7. The National Fund warrants that it has not assigned, hypothecated or otherwise transferred any alleged claim or cause of action against the Debtors or Reorganized Debtor to any other person or entity. To the extent that any claim may be brought against the Debtors or the Reorganized Debtor by persons or entities claiming by, through or under the National Fund on the basis that the National Fund has assigned, hypothecated or otherwise transferred any alleged claim or cause of action against the Debtors or Reorganized Debtor to such person or entity, the National Fund agrees to indemnify and hold the Debtors and the Reorganized Debtor harmless from any damages, liabilities, obligations, costs or expenses (including reasonable attorneys’ fees) or reasonable settlement payments to the extent relating to, arising out of, or resulting from the National Fund’s breach of the foregoing warranty, if any.

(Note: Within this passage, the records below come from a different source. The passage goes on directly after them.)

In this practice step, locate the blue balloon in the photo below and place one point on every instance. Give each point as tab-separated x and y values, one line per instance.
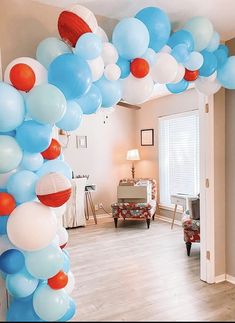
181	37
72	118
111	92
33	136
178	87
31	161
180	53
11	261
12	108
3	223
71	74
91	101
22	186
158	25
131	38
209	65
89	46
50	48
226	74
55	165
21	284
125	66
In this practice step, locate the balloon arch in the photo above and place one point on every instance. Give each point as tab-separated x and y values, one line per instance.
75	75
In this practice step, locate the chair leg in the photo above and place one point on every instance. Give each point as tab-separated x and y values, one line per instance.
188	247
148	223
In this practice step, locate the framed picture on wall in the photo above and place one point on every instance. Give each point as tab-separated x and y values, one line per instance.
147	137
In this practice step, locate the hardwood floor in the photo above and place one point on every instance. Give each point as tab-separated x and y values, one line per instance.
134	274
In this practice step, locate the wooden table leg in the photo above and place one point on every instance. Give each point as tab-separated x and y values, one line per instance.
173	220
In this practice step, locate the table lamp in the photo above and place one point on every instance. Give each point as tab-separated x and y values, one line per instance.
133	154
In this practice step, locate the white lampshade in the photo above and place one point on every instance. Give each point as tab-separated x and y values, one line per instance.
133	154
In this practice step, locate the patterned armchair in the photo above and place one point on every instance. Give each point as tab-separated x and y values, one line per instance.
191	226
133	210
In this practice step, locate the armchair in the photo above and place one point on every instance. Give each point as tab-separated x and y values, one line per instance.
136	210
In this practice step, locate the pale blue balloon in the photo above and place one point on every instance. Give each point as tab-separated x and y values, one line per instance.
33	136
158	24
55	165
72	118
21	284
10	154
226	74
131	38
50	48
214	42
88	46
12	109
181	37
49	304
22	186
111	92
31	161
44	263
91	101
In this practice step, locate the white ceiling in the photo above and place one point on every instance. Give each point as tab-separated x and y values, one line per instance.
220	12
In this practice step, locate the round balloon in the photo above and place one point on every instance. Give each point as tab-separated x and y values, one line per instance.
31	226
11	154
12	109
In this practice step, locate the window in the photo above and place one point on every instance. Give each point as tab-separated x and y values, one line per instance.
178	155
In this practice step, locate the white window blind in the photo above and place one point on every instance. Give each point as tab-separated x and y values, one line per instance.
178	155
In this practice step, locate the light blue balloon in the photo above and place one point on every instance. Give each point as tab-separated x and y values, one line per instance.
158	25
88	46
71	74
125	66
55	165
131	38
21	284
31	161
72	118
214	42
10	154
111	92
50	48
181	37
91	101
49	304
180	53
209	65
22	186
226	74
178	87
12	109
44	263
150	56
46	104
33	136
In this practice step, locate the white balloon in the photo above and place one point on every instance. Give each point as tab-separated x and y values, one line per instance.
39	70
71	283
165	69
112	72
137	90
97	68
86	15
109	54
32	226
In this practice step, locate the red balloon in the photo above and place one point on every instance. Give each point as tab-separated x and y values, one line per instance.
139	67
22	77
60	280
7	203
191	75
71	27
53	151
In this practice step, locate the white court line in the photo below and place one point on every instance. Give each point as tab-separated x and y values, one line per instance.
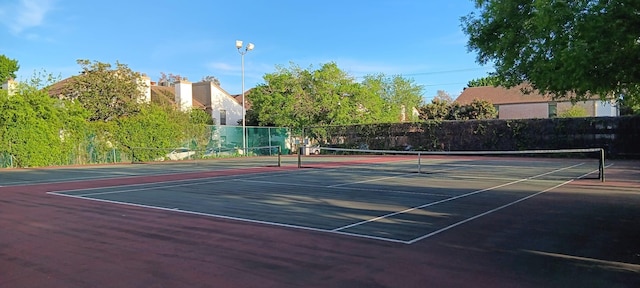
177	210
342	188
150	188
450	199
385	178
496	209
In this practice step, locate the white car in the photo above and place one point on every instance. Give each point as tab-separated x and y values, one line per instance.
180	154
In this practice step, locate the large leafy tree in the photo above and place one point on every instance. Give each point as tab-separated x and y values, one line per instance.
38	130
296	97
8	68
567	48
106	92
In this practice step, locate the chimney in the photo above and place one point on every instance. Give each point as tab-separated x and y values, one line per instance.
184	94
10	86
144	84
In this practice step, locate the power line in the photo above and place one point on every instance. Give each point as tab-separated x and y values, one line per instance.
447	71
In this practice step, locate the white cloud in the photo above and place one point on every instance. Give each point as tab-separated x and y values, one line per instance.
24	14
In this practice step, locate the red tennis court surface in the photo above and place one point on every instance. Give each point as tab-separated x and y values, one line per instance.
583	233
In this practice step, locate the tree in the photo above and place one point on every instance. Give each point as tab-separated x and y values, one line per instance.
443	96
8	68
36	129
436	110
585	47
105	92
296	97
490	80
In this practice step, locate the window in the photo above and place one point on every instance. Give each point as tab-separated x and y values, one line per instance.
553	109
223	117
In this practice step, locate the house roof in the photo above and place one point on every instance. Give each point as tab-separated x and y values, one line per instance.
56	89
163	95
238	98
166	95
501	95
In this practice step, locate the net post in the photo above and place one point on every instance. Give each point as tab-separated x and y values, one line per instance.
601	165
279	156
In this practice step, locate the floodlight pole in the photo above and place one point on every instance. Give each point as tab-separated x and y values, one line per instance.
244	112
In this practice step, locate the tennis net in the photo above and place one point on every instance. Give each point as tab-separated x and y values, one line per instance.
147	154
565	163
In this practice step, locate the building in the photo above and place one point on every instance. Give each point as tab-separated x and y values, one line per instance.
184	95
513	103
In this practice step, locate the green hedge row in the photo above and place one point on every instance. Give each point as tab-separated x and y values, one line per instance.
618	135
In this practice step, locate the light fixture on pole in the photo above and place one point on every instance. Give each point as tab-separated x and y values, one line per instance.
244	112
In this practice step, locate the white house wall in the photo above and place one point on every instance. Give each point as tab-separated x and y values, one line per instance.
222	100
606	109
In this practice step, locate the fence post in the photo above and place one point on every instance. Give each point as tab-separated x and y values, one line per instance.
601	166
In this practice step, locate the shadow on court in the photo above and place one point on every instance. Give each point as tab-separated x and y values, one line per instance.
289	227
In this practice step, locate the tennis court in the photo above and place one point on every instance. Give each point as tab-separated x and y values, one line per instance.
345	220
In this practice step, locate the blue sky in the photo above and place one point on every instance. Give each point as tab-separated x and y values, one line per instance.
418	39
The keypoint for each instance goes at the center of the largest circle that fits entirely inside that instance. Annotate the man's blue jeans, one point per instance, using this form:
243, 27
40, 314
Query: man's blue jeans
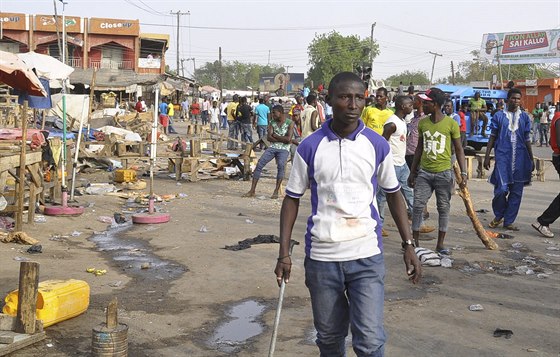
402, 175
262, 131
346, 294
281, 157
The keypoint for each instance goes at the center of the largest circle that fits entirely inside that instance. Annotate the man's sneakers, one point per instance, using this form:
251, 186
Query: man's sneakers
544, 230
427, 229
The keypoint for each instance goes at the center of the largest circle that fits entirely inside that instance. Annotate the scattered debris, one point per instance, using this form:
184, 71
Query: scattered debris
503, 333
17, 237
35, 249
260, 239
428, 257
96, 272
446, 262
476, 307
40, 219
523, 269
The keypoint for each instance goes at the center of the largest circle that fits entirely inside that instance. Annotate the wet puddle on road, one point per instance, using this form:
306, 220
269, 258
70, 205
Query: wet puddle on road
241, 324
135, 256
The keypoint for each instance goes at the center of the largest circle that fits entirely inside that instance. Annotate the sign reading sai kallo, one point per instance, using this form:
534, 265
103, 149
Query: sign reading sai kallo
522, 47
116, 27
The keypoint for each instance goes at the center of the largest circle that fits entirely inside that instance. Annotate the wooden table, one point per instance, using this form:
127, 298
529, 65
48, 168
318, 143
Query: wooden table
11, 162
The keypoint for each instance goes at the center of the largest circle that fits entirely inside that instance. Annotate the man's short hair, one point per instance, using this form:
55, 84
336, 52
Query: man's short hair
382, 89
343, 77
311, 98
513, 91
436, 95
401, 99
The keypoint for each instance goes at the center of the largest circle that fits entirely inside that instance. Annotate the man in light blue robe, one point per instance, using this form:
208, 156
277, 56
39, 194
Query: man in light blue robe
510, 131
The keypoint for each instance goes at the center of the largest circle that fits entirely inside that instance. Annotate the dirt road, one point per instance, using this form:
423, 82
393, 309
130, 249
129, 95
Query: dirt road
198, 299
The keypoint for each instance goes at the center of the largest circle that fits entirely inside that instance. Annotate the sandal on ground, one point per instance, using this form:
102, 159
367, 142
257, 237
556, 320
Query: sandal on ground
511, 227
495, 223
443, 251
543, 230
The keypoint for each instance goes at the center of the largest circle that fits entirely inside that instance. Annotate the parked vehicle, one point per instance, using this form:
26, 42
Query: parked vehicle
492, 96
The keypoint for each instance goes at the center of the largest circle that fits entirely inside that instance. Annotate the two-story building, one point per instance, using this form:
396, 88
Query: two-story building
99, 43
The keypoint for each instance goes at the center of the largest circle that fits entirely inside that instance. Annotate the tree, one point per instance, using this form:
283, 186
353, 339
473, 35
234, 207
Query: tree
416, 77
235, 74
332, 53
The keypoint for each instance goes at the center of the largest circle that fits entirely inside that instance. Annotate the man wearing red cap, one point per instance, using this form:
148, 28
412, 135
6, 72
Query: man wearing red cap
431, 168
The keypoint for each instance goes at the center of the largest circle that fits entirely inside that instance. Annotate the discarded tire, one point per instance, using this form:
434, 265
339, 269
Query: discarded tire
107, 343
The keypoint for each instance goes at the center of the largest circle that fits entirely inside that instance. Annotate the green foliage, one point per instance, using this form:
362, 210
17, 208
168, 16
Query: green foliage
416, 77
332, 53
235, 74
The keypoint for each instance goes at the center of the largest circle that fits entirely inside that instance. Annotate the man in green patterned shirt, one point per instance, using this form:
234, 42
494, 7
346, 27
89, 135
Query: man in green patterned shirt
279, 134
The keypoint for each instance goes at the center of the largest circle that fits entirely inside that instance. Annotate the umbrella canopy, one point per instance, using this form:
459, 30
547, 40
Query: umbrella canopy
17, 74
46, 66
209, 89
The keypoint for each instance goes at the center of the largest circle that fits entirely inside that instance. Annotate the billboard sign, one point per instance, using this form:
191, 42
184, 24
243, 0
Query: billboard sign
114, 27
13, 21
287, 83
48, 23
522, 47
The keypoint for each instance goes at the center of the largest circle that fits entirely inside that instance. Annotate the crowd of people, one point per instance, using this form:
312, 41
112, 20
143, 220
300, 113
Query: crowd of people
357, 153
427, 132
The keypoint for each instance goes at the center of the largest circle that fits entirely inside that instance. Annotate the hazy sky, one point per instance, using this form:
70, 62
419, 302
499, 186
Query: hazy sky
247, 30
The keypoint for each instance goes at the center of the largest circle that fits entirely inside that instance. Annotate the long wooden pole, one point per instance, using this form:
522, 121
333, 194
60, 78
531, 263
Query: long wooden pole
21, 176
466, 196
27, 297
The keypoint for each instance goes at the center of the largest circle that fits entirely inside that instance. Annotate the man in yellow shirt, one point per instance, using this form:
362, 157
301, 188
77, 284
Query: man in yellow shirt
232, 123
374, 117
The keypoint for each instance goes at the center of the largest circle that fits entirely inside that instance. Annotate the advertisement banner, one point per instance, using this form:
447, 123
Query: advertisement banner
522, 47
285, 83
47, 23
13, 21
114, 27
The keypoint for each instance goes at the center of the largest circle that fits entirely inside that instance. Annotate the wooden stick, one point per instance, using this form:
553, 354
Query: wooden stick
112, 320
27, 297
466, 196
21, 184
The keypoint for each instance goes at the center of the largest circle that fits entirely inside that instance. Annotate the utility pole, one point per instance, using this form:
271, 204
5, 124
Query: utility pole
220, 83
182, 67
434, 64
178, 13
286, 79
57, 31
452, 74
194, 64
371, 54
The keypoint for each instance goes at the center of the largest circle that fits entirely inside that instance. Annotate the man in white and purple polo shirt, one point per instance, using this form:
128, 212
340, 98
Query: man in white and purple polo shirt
344, 164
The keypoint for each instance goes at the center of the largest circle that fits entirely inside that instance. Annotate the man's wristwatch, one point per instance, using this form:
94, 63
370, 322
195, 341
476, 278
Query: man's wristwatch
407, 243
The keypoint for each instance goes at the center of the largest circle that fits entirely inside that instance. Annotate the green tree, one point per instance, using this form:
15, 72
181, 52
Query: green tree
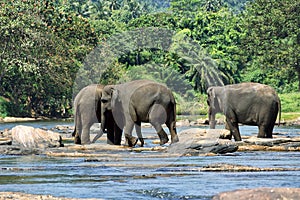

8. The National Fund, on its behalf and on behalf of any of its respective successors, assigns, affiliates and any other party claiming through any of them (the “National Fund Releasors”), for good and sufficient consideration, the receipt of which is hereby acknowledged, hereby absolutely and forever, releases and discharges the Reorganized Debtor, the Debtors, the Debtors’ estate, and any of their respective former or current representatives, administrators, officers, directors, employees, advisors, attorneys and agents (collectively “Eagle Release”) from any and all actions, claims, counterclaims, suits, charges, demands, debts, liabilities, damages, judgments, extents, executions, accounts, sums of money, rights of setoff and recoupment, reckonings, obligations, controversies, losses and causes of action of every kind and nature whatsoever, whether or not known or suspected at this time, which the National Fund Releasors, or any of them have, ever had, owned or held or hereafter shall or may have against the Eagle Releases or any of them, based upon or arising out of any event, occurrence, act or omission existing from the beginning of time through the date of the execution of this Stipulation and Agreed Order; provided,however, that nothing herein shall constitute a release or discharge of any obligations under this Stipulation and Agreed Order or the Settlement Agreement.
9. The Bankruptcy Court shall retain jurisdiction and shall be the selected venue to hear, address and adjudicate any disputes arising under this Stipulation and Agreed Order.